Employee motivation is one of your company management’s biggest concerns. Better employee motivation amounts to better productivity and commitment. Simply put, an unmotivated employee is most likely to use their time at work to surf the internet for personal entertainment. They may even be looking for another job, doing the bare minimum of expected results, and compromising your company output.
According to Paul Phillips, global head of talent acquisition at Avanade, it takes “more than a good salary and great benefits to keep good employees today.” The modern workforce has become complex. With this in mind, HR professionals should rethink their strategies if they are to keep their most valuable talents.
Where does one start? Here are some tips.
Set Clear Directions
Nothing kills an employee’s drive more than the feeling of being stuck in a dead-end job. Setting goals and setting clear paths for their career growth is an efficient way to engage and motivate your employees. It gives them a clear reference for success, thus giving them direction and motivation to develop higher performance standards.
Work with them in setting goals, and show how their opinion matters. Draft SMART (specific, measurable, attainable, realistic, and timed) goals with a healthy amount of challenge to push the employee to grow and improve.
Create an Awe-Inspiring Work Environment
Investing in improving your work environment will better motivate employees. It’s known that physical working conditions have an impact on a person’s quality of work. Studies have shown that the physical office environment can have a significant effect on the perception and behavior of employees. Moreover, employees who are more satisfied with the work environment are more likely to be more productive.
Instead of stereotypical motivational posters, consider rebranding the office space by putting the employees’ thoughts into consideration. Collaborate on a decoration project or meeting space, or have meaningful policies such as pet-friendly policies or nature-friendly policies. An employee-centric mind-set when it comes to office solutions can help inspire employee engagement and productivity.

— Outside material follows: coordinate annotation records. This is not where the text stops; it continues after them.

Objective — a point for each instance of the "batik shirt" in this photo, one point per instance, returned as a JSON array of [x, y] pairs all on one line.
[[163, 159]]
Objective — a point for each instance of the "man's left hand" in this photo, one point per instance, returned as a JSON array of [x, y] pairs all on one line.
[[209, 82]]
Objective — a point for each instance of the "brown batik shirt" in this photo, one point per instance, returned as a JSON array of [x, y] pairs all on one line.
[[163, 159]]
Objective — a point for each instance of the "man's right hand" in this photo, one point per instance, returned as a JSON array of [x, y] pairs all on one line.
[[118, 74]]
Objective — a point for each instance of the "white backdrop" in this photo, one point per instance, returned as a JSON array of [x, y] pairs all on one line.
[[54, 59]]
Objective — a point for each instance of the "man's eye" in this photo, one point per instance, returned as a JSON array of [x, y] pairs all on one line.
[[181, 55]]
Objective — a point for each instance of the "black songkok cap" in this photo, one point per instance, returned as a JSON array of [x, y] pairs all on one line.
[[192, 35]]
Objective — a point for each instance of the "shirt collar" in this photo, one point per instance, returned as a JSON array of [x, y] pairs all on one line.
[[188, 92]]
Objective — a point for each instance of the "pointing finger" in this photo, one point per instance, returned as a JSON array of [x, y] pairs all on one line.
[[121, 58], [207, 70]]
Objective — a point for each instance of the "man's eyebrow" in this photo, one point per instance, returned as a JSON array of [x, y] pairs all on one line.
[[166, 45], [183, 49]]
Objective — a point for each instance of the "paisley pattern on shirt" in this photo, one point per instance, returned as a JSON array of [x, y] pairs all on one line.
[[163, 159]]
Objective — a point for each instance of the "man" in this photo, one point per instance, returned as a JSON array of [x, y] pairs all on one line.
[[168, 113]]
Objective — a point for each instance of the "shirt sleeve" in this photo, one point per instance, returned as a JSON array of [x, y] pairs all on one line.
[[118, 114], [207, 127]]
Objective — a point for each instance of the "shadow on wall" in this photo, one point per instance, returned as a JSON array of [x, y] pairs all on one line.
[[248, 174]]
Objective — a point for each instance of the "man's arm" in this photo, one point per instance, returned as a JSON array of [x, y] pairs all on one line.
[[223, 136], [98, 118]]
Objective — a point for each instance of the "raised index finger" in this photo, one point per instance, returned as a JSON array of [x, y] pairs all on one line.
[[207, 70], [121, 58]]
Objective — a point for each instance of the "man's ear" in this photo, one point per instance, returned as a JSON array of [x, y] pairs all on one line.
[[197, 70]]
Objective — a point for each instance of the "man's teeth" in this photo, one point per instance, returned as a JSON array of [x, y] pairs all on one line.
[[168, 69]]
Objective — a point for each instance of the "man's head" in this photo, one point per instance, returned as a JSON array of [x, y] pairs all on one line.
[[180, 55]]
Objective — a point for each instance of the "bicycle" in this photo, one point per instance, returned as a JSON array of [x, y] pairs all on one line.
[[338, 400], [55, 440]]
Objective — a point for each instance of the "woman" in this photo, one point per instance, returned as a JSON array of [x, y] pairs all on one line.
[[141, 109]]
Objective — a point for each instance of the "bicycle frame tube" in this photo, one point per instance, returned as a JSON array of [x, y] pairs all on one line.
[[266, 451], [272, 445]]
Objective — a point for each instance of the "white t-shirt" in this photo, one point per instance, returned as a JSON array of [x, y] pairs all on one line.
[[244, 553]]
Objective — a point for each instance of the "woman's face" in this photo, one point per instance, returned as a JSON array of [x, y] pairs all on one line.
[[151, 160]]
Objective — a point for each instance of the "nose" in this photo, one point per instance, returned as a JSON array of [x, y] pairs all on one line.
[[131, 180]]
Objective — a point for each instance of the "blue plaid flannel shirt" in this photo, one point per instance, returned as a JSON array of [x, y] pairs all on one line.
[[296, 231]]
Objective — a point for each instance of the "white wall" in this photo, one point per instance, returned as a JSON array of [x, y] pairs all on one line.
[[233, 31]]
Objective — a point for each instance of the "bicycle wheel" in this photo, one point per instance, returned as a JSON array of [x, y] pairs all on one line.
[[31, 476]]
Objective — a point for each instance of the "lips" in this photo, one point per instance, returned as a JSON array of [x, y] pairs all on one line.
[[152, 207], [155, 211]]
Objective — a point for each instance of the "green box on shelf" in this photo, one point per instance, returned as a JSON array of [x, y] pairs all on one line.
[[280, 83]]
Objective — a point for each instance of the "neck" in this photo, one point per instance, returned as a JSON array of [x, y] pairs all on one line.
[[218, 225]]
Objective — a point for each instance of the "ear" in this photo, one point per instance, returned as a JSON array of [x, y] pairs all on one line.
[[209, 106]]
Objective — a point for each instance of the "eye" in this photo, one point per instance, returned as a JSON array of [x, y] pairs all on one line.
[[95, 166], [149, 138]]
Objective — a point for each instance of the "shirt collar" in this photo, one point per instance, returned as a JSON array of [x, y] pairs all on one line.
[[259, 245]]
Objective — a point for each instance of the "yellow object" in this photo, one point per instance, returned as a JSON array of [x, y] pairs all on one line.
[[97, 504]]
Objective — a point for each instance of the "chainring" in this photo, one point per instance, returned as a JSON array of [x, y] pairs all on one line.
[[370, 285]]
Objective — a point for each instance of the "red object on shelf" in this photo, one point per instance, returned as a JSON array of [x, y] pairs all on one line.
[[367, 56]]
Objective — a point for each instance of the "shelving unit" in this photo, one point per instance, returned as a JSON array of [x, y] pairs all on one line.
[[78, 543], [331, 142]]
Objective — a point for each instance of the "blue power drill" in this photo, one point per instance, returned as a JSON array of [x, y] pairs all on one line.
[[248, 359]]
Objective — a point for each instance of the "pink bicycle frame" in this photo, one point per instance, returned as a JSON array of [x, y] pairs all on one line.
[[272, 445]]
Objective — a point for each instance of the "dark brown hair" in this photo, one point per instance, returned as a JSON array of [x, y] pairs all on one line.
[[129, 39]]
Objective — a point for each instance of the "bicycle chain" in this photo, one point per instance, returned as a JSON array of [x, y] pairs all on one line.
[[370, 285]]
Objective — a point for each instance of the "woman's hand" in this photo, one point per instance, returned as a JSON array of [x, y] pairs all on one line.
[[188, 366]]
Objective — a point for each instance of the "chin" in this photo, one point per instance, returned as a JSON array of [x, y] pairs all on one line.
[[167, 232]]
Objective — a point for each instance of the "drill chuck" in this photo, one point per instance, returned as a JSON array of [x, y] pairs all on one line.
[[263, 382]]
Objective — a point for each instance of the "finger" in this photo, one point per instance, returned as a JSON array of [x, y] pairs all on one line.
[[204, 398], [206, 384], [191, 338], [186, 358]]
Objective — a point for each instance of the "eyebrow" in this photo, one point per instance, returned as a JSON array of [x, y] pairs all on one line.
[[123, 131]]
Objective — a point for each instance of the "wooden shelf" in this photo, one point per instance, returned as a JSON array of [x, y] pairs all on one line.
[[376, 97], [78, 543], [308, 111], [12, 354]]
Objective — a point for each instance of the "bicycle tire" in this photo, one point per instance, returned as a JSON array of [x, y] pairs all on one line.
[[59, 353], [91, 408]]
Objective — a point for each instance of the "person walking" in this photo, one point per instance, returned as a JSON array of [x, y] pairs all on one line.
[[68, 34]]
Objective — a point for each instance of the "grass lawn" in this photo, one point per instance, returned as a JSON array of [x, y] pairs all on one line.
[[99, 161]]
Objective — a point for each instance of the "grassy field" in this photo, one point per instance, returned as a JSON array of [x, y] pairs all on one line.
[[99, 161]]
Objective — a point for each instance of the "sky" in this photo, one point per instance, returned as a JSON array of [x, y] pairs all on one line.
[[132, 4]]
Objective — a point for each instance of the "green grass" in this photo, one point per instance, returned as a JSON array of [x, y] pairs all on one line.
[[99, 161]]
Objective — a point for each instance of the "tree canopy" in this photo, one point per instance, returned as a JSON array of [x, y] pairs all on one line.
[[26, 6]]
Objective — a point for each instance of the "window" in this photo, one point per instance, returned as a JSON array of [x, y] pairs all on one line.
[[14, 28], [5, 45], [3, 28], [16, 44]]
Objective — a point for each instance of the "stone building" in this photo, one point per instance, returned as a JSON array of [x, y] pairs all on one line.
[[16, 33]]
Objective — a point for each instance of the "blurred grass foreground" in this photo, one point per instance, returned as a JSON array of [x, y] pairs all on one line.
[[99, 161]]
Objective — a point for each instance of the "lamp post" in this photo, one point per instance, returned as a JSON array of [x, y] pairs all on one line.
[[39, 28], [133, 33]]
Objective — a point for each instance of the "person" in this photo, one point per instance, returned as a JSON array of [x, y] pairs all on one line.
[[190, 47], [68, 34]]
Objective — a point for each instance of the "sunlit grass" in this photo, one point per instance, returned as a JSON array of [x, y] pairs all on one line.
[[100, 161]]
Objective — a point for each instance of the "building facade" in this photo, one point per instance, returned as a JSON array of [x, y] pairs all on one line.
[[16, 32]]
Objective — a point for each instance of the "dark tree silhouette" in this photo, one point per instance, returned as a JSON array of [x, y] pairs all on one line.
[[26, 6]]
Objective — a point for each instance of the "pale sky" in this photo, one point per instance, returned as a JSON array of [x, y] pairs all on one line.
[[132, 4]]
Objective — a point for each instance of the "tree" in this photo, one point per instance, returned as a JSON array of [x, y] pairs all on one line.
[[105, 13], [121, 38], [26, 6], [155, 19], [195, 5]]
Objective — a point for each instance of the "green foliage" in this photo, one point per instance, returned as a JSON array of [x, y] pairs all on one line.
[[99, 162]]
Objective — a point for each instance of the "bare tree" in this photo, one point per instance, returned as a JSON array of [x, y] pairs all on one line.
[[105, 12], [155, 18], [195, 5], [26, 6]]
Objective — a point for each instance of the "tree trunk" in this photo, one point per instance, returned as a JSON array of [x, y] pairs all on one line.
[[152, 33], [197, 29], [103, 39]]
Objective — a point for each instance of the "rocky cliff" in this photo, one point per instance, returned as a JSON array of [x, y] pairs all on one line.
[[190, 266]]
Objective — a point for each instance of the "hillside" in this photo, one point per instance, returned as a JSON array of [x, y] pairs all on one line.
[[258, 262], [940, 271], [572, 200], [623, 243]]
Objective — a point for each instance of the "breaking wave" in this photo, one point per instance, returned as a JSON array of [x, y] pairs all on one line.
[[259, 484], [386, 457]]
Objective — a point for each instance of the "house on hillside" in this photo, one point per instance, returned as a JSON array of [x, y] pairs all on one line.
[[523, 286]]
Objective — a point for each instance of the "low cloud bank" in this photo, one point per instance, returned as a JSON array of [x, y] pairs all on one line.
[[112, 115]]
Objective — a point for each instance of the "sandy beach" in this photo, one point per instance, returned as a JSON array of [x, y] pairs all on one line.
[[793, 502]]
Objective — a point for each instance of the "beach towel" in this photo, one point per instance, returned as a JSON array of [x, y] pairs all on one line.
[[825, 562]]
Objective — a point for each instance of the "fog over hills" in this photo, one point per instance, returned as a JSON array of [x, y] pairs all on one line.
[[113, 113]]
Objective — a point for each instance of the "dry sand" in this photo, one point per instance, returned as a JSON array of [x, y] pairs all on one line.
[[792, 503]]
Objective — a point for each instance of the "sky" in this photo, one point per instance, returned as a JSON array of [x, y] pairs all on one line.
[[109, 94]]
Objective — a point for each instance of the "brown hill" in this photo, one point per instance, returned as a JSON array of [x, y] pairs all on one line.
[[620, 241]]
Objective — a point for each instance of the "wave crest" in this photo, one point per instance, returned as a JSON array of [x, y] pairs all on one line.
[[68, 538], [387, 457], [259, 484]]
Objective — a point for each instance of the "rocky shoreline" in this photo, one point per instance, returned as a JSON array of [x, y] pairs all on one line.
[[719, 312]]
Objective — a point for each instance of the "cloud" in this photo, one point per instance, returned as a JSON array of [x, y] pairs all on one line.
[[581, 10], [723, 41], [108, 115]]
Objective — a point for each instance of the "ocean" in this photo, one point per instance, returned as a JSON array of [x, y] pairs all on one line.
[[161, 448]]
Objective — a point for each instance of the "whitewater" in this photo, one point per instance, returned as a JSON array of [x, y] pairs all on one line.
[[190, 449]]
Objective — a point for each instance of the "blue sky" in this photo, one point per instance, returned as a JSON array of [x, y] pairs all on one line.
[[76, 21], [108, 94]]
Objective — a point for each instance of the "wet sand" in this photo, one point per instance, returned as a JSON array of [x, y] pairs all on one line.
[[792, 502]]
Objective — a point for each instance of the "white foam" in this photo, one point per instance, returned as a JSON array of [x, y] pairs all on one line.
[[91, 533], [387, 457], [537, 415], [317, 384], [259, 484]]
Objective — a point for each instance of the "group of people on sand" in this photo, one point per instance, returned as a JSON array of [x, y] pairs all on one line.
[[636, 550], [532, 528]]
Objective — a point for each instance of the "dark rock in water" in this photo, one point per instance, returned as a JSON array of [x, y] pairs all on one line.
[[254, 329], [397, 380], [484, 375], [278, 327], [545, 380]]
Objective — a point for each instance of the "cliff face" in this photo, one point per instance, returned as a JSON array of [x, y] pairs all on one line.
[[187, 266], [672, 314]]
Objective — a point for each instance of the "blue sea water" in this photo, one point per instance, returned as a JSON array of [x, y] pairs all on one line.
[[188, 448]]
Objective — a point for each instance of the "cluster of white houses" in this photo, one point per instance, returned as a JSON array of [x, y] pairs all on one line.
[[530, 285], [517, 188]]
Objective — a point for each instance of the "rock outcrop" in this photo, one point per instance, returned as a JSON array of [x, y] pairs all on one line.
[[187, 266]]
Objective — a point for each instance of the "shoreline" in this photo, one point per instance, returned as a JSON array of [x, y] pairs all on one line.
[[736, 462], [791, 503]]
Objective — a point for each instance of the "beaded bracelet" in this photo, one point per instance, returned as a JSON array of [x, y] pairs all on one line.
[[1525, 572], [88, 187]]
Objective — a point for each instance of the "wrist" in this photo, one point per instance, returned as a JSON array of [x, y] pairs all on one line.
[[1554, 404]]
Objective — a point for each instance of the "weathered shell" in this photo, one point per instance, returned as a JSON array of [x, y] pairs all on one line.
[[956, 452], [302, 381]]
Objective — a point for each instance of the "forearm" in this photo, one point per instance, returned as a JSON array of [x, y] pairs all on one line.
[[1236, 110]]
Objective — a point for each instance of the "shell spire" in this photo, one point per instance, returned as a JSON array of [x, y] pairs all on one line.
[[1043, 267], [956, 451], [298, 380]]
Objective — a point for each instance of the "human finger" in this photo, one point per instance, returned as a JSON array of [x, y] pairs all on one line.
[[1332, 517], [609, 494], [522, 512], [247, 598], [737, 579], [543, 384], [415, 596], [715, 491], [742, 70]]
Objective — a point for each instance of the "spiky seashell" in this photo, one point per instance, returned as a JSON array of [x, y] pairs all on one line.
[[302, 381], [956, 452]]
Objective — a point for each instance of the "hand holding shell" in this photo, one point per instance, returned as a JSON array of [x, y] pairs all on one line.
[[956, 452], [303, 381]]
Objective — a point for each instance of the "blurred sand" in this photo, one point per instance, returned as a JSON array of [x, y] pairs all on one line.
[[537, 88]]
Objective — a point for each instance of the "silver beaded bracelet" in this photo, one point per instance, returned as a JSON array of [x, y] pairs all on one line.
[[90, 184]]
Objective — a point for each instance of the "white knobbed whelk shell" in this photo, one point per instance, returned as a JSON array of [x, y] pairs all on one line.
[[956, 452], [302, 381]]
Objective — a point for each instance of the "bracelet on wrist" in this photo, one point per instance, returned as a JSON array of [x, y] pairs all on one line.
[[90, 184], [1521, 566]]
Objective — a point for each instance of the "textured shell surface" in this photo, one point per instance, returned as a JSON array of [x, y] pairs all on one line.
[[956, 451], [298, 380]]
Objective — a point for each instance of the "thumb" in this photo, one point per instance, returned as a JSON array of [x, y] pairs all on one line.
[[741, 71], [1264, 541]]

Gratitude has been proven to improve mental health by releasing dopamine and serotonin, two of the brain’s feel-good chemicals. Recognition and gratitude are not just about acknowledging employee contributions; they’re also about having employees take pride in their efforts in the organization. Anyone thrives in their jobs when they know what they do has meaning. A simple “Thank you” or treating them to lunch may suffice.
Make Work Fun
A little competition won’t hurt anybody, and there are so many creative ways to make the extra challenge fun.
For example, hand out a trophy baton (the bigger, the better) to recognize an outstanding employee of the month. At the end of every month, the employee must add something to the trophy—a trademark of some sort—before handing it over to the next deserving employee.
Continue the monthly tradition so that, at the end of the year, the trophy will have had 52 trademarks on it. The trademarked trophy will not only mark a fun year but also symbolize many shared memories that are both collective and personal. Buy a display case where you can showcase the trophy to motivate and remind everyone that work, in fact, can also be fun.
Give Your Team Autonomy
Giving employees a place in big-picture decision-making or in important tasks gives a sense of ownership. Never micromanage. Learn how to delegate tasks instead. This increases employee commitment, helps retain your best employees, and creates an environment where people will actively be contributing.
Mind the Small Things
Know that everyone wants to succeed (and defining goals is a good start), but also know that employees are all very different. One of the biggest mistakes a manager can make is to create or force a one-size-fits-all approach on a diverse workforce.
There are introverts, extroverts, independent workers, some fresh out of college, and others may even have kids in college. It’s important to note that employees have different personalities, backgrounds, are at different stages in their lives, and therefore are motivated by different things.
As leaders or managers, it does not hurt to sit down with employees every once in a while and look at them beyond the work they do in the office. Little things such as giving them the autonomy to decorate their space (for creative employees) or to make small adjustments in work hours (for new parents) can mean a lot to employees.